By Erin Free
Forget the chatty, bold-as-brass bad guys of Guy Ritchie’s Brit-nouveau gangster flicks, or the sneering brutes of Rise Of The Footsoldier. If you want to source the blueprint for the tough-as-nails cinematic UK gangster, go no further than Jack Carter, the ice-cold brute at the heart of Mike Hodges’ brilliant 1971 thriller, Get Carter. As played with a scathing lack of compromise by Michael Caine (who was on an absolute hot streak after appearing in the era-defining hits Zulu, The Ipcress File, Alfie, and The Italian Job), Carter is the definitive British gangster. A terse, embittered and disturbingly functional go-to man for the London mob, things get uncharacteristically personal for Jack Carter when he travels to the drab, grey surrounds of Newcastle for his brother’s funeral. Despite showing no emotion (Caine deliberately and expertly keeps everything below the surface in a terrific example of slow-burn acting), Carter begins to suspect foul play in his brother’s death, and pretty soon he’s bashing and threatening his way through Newcastle’s criminal underworld, relentlessly and ruthlessly looking for answers.

The most obviously appealing thing about Jack Carter is his toughness.
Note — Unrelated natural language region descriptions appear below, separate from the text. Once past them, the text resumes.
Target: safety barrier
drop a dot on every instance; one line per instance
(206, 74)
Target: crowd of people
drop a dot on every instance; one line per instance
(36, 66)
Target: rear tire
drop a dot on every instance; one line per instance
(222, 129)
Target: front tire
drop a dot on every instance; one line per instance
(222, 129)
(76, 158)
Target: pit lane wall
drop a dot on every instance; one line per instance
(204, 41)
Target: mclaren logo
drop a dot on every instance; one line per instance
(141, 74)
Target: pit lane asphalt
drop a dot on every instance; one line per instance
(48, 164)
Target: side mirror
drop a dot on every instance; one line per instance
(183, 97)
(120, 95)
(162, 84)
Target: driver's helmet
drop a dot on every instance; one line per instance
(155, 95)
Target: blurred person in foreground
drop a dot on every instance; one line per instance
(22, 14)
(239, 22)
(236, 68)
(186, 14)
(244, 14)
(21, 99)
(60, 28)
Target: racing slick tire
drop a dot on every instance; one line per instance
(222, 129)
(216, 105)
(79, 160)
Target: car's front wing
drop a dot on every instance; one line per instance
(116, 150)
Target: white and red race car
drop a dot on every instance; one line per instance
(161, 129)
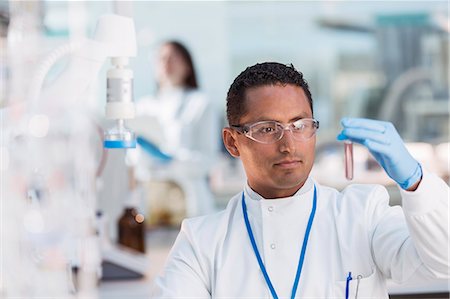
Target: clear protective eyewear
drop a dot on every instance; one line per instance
(271, 131)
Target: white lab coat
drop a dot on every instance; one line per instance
(189, 128)
(353, 230)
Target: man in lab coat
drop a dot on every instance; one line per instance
(287, 236)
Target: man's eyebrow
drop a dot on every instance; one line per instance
(264, 118)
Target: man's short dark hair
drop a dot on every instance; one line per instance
(267, 73)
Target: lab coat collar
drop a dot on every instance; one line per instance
(250, 193)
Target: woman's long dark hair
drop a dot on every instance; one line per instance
(191, 79)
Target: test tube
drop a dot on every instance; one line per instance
(348, 151)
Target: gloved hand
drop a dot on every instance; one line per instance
(386, 145)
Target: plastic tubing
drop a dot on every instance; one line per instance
(348, 152)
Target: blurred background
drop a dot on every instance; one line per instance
(387, 60)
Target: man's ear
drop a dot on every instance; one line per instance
(229, 140)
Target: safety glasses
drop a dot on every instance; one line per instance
(271, 131)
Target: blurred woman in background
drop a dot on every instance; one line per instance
(185, 129)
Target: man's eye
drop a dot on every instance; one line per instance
(266, 130)
(300, 126)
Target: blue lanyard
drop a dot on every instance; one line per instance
(302, 253)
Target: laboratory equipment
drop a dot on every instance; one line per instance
(132, 229)
(120, 105)
(348, 151)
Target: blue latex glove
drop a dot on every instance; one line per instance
(386, 145)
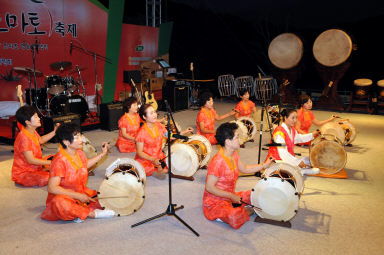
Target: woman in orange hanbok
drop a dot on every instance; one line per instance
(129, 125)
(305, 117)
(205, 122)
(68, 196)
(245, 107)
(28, 164)
(220, 201)
(149, 140)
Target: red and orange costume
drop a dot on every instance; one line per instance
(22, 172)
(245, 109)
(73, 177)
(132, 126)
(207, 116)
(152, 145)
(305, 119)
(215, 207)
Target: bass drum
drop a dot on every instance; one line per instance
(285, 51)
(123, 190)
(77, 104)
(332, 47)
(278, 192)
(327, 153)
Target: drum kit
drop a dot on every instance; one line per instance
(61, 94)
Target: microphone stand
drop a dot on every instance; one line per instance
(95, 57)
(171, 209)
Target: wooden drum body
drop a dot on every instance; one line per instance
(327, 153)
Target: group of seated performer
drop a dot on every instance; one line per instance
(286, 135)
(245, 107)
(68, 196)
(305, 117)
(149, 141)
(28, 167)
(222, 175)
(205, 122)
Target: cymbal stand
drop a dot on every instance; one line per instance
(95, 57)
(171, 209)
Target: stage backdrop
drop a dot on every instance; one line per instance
(53, 25)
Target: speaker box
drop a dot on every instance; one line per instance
(177, 94)
(110, 114)
(50, 122)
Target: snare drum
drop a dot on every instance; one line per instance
(54, 84)
(226, 85)
(244, 83)
(250, 124)
(285, 51)
(278, 192)
(332, 47)
(265, 88)
(122, 190)
(362, 88)
(188, 157)
(327, 153)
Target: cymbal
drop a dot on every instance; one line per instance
(61, 65)
(80, 68)
(26, 71)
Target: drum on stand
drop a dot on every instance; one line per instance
(122, 190)
(39, 97)
(278, 192)
(188, 157)
(77, 104)
(250, 124)
(54, 84)
(244, 83)
(285, 51)
(327, 153)
(226, 85)
(59, 104)
(265, 88)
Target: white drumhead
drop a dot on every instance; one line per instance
(185, 161)
(277, 199)
(250, 124)
(122, 192)
(207, 145)
(293, 171)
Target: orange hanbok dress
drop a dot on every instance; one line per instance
(22, 172)
(245, 109)
(132, 127)
(73, 177)
(208, 118)
(305, 119)
(152, 145)
(215, 207)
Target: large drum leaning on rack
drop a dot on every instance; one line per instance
(327, 153)
(285, 51)
(332, 47)
(187, 157)
(265, 87)
(343, 129)
(250, 124)
(226, 85)
(278, 192)
(244, 83)
(122, 190)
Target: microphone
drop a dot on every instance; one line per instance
(36, 45)
(178, 136)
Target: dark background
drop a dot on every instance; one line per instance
(232, 37)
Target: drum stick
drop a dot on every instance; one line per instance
(254, 207)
Even when outmanned and outgunned, he doesn’t flinch. “You’re a big man, but you’re in bad shape,” he famously sneers to a thug sizing him up. “With me it’s a full time job. Now behave yourself.” But he’s also funny in a dry and taciturn way (“You know, I’d almost forgotten what your eyes looked like,” he says to an opposite number. “Still the same. Pissholes in the snow”), and rates as sympathetic by dint of the fact that all of the people around him are so resolutely appalling. The film is wholly without charm and stylisation, and Carter is always believable when placed against the nihilistic background of a grim, corrupt, and soulless England. Carter, however, is more than just a hardman. As the film unravels, his metallic outer shell is slowly corroded, revealing a well of pain – and, most surprisingly, a sense of responsibility – that drives his violent actions.
“A gangster, more often than not, is a policeman who’s taken the law into his own hands, protecting his family and providing them with a criminal livelihood,” Caine said to The Guardian in 1997 of Jack Carter. “We got an awful lot of stick for the film’s violence. But it was violent only in so far as I wanted to get across the point that if you whack a bloke eight or ten times in the face, he isn’t going to get up and come back at you. Just one proper hit in the face and he’s going to be across the room. And you never see that in a lot of films. What you get these days is a pornography of violence, which is much more dangerous than a pornography of sex. I’d rather see people screwing than killing one another. In Get Carter, we were criticised because we showed the reality of violence. But just one stab in the stomach – that’s all it takes. I’ve been a soldier, and I know about the trauma of violence.”
It’s perhaps that sense of understanding that makes Jack Carter such a complex and unforgettable character.